(Tbilissi) Plusieurs milliers de partisans de l’opposition ont manifesté mardi en Géorgie contre l’arrestation musclée d’une personnalité politique de premier plan, une mesure qui risque d’aggraver la crise politique en cours dans ce pays du Caucase depuis les législatives d’octobre.

En fin d’après-midi, les protestataires se sont réunis devant le siège du gouvernement, à Tbilissi, pour dénoncer l’interpellation de Nika Melia et exiger des élections anticipées.

Arrêté dans les locaux de son parti

M. Melia, le chef du principal parti d’opposition géorgien, le Mouvement national uni (MNU), a été extirpé mardi matin des locaux de sa formation politique, dans la capitale, pour être placé en détention provisoire.

Des centaines de policiers antiémeute ont alors utilisé du gaz lacrymogène contre ses partisans et des dirigeants de tous les partis d’opposition, qui campaient devant le bâtiment depuis près d’une semaine.

Des dizaines de personnes soutenant l’opposition ont également été interpellées au cours de cette intervention des forces de l’ordre vivement dénoncée par les alliés occidentaux de la Géorgie.

« Nous avons besoin d’urgence d’élections libres et honnêtes pour nous débarrasser de ce gouvernement qui détruit la démocratie », a affirmé à l’AFP Ilia Togonidzé, un manifestant de 20 ans.

L’opposition a appelé à une nouvelle marche vendredi à Tbilissi.  

« Usage proportionné de la force »

Le ministère géorgien de l’Intérieur a soutenu pour sa part que la police avait fait « un usage de la force proportionné et utilisé des moyens spéciaux » lors de l’arrestation de M. Melia.

Le porte-parole du parti au pouvoir a lui jugé que la « polarisation » de la politique géorgienne est due à « des délinquants faisant de la politique et pas à l’envoi en prison de soi-disant hommes politiques. »

Cette action de la police est intervenue après la démission jeudi du premier ministre, Giorgi Gakharia, qui a mentionné un désaccord au sein du parti au pouvoir sur l’application de la décision judiciaire, rendue la semaine dernière, de placer Nika Melia en détention.

L’opposant est accusé d’avoir organisé des « violences de masse » pendant des manifestations d’envergure en 2019, risquant à ce titre neuf ans de prison, mais rejette ces accusations, qu’il estime de nature politique.

Les États-Unis se sont déclarés « profondément préoccupés » par son arrestation et ont prévenu qu’elle allait à l’encontre des aspirations de la Géorgie à une plus grande intégration dans la communauté « euro-atlantique ».

« Nous appelons toutes les parties à éviter des actes qui aggraveraient l’escalade des tensions et à entamer des négociations de bonne foi pour résoudre la crise politique », a affirmé le porte-parole de la diplomatie américaine Ned Price.

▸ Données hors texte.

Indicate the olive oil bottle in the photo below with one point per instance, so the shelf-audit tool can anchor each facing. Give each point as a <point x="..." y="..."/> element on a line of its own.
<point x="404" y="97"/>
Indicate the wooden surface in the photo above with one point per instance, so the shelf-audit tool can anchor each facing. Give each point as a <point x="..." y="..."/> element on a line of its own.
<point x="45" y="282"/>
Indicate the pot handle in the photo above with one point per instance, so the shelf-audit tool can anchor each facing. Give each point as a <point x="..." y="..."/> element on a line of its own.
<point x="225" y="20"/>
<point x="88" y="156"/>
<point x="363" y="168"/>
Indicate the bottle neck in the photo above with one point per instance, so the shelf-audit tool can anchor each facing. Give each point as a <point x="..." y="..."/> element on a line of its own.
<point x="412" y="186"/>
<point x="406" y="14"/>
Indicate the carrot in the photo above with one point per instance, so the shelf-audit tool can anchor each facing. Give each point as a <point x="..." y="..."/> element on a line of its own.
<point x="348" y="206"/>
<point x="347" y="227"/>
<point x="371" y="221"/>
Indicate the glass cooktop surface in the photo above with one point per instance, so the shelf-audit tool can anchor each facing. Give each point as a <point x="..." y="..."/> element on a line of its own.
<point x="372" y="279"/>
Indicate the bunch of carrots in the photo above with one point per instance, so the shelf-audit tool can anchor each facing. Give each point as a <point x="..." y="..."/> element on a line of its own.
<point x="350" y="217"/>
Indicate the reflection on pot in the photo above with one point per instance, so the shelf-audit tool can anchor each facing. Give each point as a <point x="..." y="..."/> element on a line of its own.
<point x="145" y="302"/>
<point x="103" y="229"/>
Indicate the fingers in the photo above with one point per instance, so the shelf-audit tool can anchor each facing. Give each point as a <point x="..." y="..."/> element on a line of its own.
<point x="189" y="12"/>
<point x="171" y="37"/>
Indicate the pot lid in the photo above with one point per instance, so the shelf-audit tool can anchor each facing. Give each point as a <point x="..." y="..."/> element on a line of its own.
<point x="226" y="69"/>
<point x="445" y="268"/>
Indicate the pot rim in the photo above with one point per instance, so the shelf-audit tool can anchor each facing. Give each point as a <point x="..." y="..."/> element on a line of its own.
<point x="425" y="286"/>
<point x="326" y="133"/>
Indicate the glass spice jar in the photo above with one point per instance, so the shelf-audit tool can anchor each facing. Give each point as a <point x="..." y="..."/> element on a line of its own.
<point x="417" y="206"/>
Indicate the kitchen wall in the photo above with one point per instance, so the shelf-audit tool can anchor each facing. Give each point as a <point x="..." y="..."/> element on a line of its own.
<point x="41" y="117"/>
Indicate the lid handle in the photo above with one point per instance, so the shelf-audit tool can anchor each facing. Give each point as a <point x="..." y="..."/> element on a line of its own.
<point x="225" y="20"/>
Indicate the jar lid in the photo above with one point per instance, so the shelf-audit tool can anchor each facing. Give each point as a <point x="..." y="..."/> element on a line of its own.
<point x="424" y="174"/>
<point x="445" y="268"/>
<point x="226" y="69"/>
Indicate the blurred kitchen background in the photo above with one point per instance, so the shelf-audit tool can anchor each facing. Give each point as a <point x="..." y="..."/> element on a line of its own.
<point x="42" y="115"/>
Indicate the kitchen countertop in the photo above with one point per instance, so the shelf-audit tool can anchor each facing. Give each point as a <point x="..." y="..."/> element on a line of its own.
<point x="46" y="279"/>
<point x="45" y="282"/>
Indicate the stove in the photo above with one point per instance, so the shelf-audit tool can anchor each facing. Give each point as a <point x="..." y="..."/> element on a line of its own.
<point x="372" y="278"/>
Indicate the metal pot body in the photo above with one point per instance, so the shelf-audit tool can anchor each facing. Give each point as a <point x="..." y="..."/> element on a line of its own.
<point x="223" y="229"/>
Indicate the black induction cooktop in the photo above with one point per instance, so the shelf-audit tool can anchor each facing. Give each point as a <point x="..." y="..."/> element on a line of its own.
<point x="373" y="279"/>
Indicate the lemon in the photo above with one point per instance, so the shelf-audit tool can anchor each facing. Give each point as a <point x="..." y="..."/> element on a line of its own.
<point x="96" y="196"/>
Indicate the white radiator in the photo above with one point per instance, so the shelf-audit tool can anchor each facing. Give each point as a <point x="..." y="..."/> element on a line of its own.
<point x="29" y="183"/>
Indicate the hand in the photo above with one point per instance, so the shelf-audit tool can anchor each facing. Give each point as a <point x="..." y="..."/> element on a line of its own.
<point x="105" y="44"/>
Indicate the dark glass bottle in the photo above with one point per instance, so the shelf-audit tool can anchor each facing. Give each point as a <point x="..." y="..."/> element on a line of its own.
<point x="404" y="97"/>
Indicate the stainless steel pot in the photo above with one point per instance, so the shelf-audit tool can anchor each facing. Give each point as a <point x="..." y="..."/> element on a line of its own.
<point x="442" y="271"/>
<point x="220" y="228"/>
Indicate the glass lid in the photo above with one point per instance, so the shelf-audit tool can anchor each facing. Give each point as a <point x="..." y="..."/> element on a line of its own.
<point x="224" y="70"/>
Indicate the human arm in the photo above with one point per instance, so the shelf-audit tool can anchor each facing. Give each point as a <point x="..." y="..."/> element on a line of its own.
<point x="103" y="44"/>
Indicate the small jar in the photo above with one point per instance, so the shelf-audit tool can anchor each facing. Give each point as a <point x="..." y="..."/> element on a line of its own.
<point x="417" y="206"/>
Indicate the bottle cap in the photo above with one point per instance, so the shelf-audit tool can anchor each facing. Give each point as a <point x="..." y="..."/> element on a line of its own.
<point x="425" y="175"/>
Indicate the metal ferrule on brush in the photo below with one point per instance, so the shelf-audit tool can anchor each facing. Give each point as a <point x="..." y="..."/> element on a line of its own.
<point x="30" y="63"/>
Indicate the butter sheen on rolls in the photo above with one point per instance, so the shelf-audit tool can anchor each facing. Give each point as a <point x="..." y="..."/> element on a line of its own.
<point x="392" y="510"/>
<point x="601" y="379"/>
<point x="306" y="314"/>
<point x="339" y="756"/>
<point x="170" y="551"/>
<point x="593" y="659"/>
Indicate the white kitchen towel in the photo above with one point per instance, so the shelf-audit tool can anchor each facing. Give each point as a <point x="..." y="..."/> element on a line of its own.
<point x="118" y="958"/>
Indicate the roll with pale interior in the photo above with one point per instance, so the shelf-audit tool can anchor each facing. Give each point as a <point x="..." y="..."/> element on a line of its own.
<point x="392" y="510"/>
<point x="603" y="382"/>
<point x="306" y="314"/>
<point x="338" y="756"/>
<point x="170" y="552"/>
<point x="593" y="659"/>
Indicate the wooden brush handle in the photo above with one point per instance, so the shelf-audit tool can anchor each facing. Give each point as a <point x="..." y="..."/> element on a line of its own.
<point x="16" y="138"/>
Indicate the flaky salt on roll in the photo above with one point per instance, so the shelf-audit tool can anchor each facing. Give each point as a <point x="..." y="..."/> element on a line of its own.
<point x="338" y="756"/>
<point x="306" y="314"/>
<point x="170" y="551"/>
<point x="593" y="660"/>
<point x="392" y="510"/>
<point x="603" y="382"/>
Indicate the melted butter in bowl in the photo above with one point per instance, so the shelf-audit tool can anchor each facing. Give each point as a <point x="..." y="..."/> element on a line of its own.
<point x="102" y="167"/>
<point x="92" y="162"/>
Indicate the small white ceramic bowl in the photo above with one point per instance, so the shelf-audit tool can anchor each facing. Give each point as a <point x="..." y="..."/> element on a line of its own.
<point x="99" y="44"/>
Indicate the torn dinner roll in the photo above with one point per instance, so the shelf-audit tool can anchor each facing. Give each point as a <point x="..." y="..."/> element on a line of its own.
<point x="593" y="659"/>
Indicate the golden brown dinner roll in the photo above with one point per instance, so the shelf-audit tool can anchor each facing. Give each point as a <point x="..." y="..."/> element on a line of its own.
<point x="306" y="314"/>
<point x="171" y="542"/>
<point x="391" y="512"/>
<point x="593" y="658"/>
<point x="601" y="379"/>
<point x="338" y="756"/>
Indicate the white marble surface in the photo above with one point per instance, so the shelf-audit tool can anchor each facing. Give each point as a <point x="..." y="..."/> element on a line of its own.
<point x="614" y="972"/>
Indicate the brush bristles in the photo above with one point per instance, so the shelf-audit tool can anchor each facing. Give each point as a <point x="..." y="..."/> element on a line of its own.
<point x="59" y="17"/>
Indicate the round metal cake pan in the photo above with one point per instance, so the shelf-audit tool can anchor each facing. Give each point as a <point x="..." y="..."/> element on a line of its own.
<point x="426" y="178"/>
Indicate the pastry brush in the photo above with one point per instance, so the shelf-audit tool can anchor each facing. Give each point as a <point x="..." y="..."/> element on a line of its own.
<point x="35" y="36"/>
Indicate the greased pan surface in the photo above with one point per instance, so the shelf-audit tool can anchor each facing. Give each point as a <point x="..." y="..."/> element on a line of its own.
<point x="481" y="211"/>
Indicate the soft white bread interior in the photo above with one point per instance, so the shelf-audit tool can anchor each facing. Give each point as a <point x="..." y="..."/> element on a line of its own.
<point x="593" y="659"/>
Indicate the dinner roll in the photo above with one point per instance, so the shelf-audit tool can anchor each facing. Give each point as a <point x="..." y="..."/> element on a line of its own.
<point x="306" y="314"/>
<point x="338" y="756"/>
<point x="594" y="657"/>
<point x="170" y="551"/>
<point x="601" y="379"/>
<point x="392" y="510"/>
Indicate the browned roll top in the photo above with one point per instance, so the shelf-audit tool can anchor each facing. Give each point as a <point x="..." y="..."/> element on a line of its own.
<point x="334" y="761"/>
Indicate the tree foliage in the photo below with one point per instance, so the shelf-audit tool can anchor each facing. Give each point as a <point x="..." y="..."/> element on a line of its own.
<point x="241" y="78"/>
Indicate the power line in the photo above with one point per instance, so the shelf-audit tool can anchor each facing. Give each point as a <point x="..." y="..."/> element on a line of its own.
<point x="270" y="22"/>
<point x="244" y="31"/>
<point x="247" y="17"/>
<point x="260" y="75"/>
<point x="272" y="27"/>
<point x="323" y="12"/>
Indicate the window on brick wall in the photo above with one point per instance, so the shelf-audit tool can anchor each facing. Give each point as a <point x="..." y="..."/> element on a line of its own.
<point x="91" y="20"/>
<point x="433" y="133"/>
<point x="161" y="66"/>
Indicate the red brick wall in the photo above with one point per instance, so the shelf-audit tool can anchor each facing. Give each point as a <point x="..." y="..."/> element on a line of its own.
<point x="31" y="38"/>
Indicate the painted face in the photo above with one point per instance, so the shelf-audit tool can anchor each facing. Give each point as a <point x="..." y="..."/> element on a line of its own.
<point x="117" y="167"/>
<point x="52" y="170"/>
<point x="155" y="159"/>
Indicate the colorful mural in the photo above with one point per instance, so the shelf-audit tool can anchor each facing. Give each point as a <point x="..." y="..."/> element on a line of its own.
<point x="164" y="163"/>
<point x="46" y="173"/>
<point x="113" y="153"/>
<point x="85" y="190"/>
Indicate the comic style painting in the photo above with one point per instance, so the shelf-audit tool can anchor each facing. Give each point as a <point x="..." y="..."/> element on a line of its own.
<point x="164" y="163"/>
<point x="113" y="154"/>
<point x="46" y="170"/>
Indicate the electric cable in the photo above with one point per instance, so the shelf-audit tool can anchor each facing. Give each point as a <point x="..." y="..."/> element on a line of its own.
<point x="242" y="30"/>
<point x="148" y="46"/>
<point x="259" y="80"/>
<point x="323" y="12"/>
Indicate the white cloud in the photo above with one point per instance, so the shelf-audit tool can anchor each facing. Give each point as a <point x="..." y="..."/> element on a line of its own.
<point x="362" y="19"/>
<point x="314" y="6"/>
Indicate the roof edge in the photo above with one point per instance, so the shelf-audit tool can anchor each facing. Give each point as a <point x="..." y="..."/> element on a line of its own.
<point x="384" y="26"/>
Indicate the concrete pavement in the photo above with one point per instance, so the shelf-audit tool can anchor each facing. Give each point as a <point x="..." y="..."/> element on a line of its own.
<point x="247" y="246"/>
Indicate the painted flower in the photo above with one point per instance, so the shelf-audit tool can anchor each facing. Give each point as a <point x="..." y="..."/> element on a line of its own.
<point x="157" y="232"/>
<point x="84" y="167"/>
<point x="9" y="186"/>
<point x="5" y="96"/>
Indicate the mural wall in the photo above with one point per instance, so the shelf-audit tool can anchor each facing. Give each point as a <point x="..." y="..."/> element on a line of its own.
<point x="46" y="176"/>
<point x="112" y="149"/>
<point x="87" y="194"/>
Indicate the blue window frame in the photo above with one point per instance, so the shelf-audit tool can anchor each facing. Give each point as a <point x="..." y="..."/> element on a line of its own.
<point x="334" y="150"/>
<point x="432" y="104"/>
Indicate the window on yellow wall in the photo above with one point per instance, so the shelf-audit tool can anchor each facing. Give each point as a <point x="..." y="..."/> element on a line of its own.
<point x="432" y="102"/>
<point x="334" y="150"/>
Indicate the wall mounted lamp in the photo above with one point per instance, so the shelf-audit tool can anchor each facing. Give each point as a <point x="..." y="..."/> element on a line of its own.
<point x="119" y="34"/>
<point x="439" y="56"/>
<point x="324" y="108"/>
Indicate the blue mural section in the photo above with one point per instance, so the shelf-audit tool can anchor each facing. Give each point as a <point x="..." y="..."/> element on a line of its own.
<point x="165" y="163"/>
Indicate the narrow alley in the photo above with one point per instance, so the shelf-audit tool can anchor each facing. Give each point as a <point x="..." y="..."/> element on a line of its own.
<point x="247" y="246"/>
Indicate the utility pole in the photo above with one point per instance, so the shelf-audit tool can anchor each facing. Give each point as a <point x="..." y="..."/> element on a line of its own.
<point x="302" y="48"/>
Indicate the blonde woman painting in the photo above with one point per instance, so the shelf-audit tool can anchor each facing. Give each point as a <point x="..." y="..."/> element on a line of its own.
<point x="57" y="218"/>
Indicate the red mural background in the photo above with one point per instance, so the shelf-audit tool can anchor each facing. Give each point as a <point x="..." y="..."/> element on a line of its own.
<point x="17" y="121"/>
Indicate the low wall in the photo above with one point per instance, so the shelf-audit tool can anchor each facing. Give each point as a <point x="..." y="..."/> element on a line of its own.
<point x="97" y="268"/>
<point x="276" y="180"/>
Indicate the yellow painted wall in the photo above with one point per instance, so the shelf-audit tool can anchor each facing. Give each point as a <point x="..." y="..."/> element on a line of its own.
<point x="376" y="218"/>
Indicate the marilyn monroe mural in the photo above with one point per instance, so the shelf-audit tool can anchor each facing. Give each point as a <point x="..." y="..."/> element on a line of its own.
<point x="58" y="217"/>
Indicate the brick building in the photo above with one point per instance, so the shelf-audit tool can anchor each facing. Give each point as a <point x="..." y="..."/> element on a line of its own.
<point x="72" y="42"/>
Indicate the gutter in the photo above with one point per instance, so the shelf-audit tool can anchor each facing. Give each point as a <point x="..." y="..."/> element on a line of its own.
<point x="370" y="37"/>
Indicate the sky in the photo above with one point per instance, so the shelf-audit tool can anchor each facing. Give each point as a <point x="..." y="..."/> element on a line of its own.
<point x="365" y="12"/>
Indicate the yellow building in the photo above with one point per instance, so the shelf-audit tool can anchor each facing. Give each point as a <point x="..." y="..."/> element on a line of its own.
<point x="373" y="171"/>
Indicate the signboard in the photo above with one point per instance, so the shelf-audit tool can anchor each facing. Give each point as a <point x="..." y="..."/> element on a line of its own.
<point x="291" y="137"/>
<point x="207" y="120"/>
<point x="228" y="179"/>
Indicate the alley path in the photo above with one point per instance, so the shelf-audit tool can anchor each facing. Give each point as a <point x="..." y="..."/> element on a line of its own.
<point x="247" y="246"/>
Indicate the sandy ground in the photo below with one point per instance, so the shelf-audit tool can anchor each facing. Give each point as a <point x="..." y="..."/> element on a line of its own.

L’émissaire de l’Union européenne, Carl Hartzell, a pour sa part regretté que « la logique d’une escalade l’emporte ».

L’ambassadeur français, Diego Colas, a dit à l’AFP qu’il suivrait « avec une grande attention » la façon dont Nika Melia sera jugé, attendant un respect « des droits de la défense » et de « tout ce qui contribue à la désescalade ».

« Système démocratique brisé »

L’arrestation de M. Melia, 41 ans, pourrait davantage encore fragiliser la démocratie en Géorgie, confrontée à une crise politique depuis les élections législatives d’octobre.

Les partis d’opposition ont affirmé que ce scrutin avait été truqué après que le Rêve géorgien, la formation au pouvoir, a revendiqué une courte victoire.  

Lundi, le Parlement a confirmé la nomination au poste de chef du gouvernement du ministre de la Défense, Irakli Garibachvili, qui a alors immédiatement annoncé l’arrestation prochaine de M. Melia.

Le nouveau premier ministre est considéré comme un fidèle de Bidzina Ivanichvili, le fondateur du parti Rêve géorgien et l’homme le plus riche du pays, soupçonné de contrôler le pouvoir en sous-main.

Au pouvoir depuis 2012, le parti Rêve géorgien a vu sa popularité décliner sur fond de stagnation économique et d’accusations d’atteinte aux principes démocratiques dans cette ex-république soviétique.

Pour Matthew Bryza, du cercle de réflexion américain Atlantic Council, la Géorgie est arrivée à un point où « les partis d’opposition disent ne plus pouvoir siéger au Parlement, car le système démocratique géorgien est brisé ».

« Sans une médiation plus grande de l’Occident, la situation pourrait devenir très dangereuse », a ajouté cet ancien diplomate.